In HIP application, it is recommended to do the capability check before calling the managed memory APIs. For example:

```cpp
int managed_memory = 0;
HIPCHECK(hipDeviceGetAttribute(&managed_memory,
  hipDeviceAttributeManagedMemory,p_gpuDevice));

if (!managed_memory ) {
  printf ("info: managed memory access not supported on the device %d\n Skipped\n", p_gpuDevice);
}
else {
  HIPCHECK(hipSetDevice(p_gpuDevice));
  HIPCHECK(hipMallocManaged(&Hmm, N * sizeof(T)));
. . .
}
```

Please note, the managed memory capability check may not be necessary, but if HMM is not supported, then managed malloc will fall back to using system memory and other managed memory API calls will have undefined behavior.

Note, managed memory management is implemented on Linux, not supported on Windows yet.

### HIP Stream Memory Operations

HIP supports Stream Memory Operations to enable direct synchronization between Network Nodes and GPU. Following new APIs are added,
  `hipStreamWaitValue32`
  `hipStreamWaitValue64`
  `hipStreamWriteValue32`
  `hipStreamWriteValue64`

Note, CPU access to the semaphore's memory requires volatile keyword to disable CPU compiler's optimizations on memory access.
For more details, please check the documentation `HIP-API.pdf`.
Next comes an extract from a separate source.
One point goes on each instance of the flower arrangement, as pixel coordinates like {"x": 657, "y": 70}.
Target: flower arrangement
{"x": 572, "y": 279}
Please note, HIP stream does not guarantee concurrency on AMD hardware for the case of multiple (at least 6) long-running streams executing concurrently, using `hipStreamSynchronize(nullptr)` for synchronization.

## Direct Dispatch

HIP runtime has Direct Dispatch enabled by default in ROCM 4.4 on Linux.
With this feature we move away from our conventional producer-consumer model where the runtime creates a worker thread(consumer) for each HIP Stream, and the host thread(producer) enqueues commands to a command queue(per stream).

For Direct Dispatch, HIP runtime would directly enqueue a packet to the AQL queue (user mode queue on GPU) on the Dispatch API call from the application. That has shown to reduce the latency to launch the first wave on the idle GPU and total time of tiny dispatches synchronized with the host.

In addition, eliminating the threads in runtime has reduced the variance in the dispatch numbers as the thread scheduling delays and atomics/locks synchronization latencies are reduced.

This feature can be disabled via setting the following environment variable,
AMD_DIRECT_DISPATCH=0

Note, Direct Dispatch is implemented on Linux. It is currently not supported on Windows.

## HIP Runtime Compilation

HIP now supports runtime compilation (HIP RTC), the usage of which will provide the possibility of optimizations and performance improvement compared with other APIs via regular offline static compilation.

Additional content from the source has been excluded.